Question of the zero-shot
Zhimin-C opened this issue · 1 comments
Thanks for the great job! In this study, both the 2D backbone lseg and openseg necessitate text labels for input. This approach appears more akin to weakly supervised learning (as described in https://openreview.net/pdf?id=4Q9CmC3ypdE) that leverages scene text labels, rather than true zero-shot learning. Therefore, wouldn't it be more appropriate to benchmark against weakly supervised learning baselines as opposed to zero-shot learning baselines?
@Zhimin-C thanks for your interest in our work! Actually there was also a CVPR reviewer asking a roughly same question, so I will reply to you by copying a paragraph of our answer :)

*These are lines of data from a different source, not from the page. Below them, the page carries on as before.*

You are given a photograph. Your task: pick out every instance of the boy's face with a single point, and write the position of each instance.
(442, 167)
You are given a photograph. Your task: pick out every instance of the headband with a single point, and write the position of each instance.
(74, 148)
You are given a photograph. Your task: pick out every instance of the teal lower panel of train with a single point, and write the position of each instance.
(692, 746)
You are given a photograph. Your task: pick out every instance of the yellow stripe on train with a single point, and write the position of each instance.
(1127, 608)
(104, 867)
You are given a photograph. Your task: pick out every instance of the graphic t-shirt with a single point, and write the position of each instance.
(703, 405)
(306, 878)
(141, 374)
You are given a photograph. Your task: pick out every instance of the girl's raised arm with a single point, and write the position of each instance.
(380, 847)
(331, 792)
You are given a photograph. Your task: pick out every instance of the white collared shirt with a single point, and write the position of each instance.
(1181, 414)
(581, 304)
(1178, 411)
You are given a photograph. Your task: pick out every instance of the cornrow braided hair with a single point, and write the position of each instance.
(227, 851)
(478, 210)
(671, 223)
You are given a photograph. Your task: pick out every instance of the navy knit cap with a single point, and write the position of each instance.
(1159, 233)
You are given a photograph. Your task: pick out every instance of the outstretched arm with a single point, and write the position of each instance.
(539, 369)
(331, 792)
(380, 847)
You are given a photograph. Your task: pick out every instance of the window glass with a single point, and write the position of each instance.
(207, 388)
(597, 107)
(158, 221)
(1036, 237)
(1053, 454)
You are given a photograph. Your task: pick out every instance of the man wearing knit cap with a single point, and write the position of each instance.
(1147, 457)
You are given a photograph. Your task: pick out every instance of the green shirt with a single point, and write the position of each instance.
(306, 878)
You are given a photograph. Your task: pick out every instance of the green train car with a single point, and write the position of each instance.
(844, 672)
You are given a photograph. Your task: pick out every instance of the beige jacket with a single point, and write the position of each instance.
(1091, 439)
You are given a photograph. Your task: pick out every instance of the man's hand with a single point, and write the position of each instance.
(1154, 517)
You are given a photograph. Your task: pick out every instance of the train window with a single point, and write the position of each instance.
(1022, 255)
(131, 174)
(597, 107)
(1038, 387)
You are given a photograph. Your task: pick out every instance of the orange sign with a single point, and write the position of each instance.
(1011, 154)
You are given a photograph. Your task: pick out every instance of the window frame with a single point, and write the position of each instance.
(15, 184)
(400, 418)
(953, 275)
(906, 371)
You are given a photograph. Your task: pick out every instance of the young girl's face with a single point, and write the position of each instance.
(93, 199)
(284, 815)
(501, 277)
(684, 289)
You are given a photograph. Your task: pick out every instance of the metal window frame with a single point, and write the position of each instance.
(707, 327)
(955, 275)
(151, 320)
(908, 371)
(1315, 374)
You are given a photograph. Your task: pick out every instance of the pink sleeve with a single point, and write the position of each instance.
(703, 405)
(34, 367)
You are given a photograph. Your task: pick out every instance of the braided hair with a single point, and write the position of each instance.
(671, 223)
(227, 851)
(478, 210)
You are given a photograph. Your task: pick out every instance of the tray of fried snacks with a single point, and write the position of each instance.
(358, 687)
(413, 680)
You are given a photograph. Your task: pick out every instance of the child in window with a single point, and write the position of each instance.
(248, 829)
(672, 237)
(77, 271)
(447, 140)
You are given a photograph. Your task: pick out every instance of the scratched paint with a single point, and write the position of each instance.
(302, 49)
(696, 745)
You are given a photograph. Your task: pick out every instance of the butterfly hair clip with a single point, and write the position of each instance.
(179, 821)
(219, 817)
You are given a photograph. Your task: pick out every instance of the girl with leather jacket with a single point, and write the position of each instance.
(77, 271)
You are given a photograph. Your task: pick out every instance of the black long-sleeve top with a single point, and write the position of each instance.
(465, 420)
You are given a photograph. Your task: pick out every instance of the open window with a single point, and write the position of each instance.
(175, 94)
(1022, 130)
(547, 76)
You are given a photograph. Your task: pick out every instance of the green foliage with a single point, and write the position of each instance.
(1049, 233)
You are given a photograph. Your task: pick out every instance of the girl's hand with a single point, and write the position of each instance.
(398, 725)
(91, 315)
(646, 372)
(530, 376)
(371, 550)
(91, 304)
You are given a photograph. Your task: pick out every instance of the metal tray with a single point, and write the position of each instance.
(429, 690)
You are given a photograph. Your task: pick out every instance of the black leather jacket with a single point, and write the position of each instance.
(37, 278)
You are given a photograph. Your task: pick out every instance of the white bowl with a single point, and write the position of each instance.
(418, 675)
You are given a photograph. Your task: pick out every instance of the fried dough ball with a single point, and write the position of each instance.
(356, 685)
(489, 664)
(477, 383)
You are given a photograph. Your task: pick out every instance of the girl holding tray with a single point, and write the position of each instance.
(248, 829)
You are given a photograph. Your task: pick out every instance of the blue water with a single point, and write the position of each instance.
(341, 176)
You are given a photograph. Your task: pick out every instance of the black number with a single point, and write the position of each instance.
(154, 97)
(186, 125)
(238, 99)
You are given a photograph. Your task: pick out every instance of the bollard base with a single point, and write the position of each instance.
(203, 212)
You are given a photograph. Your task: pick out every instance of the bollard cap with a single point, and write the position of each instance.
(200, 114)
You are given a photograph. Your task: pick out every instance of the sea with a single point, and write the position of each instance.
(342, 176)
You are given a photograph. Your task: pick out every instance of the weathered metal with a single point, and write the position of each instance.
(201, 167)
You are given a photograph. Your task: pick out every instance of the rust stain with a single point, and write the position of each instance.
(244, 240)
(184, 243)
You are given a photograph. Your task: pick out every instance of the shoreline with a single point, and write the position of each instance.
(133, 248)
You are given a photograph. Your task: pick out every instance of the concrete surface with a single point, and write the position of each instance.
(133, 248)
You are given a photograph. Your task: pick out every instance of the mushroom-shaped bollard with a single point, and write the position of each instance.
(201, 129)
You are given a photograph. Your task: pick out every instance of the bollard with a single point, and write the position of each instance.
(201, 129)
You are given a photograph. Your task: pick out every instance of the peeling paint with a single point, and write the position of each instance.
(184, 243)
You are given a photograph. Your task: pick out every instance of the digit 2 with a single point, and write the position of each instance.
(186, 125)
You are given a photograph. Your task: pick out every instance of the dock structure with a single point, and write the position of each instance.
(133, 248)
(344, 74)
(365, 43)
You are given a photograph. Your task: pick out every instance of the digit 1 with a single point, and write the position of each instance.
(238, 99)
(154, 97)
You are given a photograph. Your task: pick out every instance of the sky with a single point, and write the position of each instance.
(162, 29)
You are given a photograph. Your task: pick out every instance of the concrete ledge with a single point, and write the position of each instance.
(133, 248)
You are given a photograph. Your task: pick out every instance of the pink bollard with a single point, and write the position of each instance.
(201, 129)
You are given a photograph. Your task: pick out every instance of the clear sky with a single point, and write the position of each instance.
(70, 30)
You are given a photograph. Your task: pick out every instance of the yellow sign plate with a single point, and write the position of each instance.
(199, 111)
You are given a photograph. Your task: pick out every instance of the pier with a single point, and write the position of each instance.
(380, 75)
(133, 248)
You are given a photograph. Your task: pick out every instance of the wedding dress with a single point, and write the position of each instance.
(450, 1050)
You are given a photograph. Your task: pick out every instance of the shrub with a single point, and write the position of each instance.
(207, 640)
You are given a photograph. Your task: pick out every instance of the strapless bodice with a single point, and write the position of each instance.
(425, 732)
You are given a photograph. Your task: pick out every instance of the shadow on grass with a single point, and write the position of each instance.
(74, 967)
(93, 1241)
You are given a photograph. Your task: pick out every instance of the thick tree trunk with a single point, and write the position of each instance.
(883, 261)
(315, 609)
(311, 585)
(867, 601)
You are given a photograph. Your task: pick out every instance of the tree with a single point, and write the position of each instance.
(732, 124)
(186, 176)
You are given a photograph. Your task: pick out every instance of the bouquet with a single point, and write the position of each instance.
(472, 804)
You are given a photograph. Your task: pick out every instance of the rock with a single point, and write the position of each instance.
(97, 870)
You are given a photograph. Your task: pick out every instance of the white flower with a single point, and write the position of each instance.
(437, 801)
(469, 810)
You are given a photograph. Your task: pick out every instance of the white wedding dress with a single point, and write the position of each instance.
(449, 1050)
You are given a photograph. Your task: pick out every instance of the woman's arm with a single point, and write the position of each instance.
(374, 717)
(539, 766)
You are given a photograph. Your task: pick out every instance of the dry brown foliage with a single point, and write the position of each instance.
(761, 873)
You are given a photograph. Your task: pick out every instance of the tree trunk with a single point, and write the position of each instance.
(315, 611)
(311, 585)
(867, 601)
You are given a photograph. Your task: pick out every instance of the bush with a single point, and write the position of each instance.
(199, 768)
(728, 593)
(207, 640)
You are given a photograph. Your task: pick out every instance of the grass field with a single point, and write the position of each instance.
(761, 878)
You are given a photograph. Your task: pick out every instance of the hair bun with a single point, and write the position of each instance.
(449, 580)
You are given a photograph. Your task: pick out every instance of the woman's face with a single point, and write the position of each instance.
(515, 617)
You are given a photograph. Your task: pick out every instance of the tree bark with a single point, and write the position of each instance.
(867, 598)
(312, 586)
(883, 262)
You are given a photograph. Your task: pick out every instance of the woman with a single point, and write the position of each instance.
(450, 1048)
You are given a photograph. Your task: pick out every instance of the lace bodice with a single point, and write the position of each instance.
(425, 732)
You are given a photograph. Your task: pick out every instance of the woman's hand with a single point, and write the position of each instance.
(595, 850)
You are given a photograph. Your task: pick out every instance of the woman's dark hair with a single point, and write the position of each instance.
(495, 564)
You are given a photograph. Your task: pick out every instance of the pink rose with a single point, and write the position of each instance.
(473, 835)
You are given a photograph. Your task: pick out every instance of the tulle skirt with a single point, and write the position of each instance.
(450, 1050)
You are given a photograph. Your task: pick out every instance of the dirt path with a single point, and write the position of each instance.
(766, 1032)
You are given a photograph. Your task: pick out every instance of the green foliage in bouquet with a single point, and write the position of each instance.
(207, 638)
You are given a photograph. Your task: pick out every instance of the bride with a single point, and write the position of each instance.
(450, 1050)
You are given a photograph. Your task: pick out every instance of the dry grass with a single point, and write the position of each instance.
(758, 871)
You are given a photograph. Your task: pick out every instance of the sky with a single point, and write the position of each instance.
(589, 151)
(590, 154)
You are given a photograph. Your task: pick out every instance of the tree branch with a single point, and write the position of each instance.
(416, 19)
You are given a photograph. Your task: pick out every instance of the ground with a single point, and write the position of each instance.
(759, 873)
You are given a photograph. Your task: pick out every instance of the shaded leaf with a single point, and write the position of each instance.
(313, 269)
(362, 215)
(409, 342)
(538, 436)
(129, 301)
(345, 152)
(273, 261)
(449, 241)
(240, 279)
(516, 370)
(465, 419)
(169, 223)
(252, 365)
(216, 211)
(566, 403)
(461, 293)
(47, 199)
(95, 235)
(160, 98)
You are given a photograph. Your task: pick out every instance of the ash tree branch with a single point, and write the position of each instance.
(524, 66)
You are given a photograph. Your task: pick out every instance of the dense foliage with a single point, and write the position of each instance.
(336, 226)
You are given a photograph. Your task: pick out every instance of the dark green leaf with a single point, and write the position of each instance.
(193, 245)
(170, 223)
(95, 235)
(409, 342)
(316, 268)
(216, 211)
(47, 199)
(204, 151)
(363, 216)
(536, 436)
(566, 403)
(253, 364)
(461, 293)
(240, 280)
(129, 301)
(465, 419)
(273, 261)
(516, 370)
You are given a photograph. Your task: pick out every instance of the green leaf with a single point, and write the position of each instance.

The terminology for zero-shot learning (ZSL) is ambiguous. In a theoretical ZSL system, there should
be no training data of any kind from seen classes. However, almost all real-world ZSL systems utilize general purpose feature extractors pretrained for proxy tasks on large datasets. For example, 3DGenZ proposes a ZSL variant utilizing image features pretrained on ImageNet (see
section 4.5 in their paper), and OpenSeg, LSeg, CLIP, and
ALIGN proposed ZSL methods trained on alt-text (as we
do). The authors of those papers all describe their methods as ZSL. We followed the same terminology.
So long story short, if you check the original CLIP paper and many of follow-ups, they refer their method as zero-shot. We follow them :)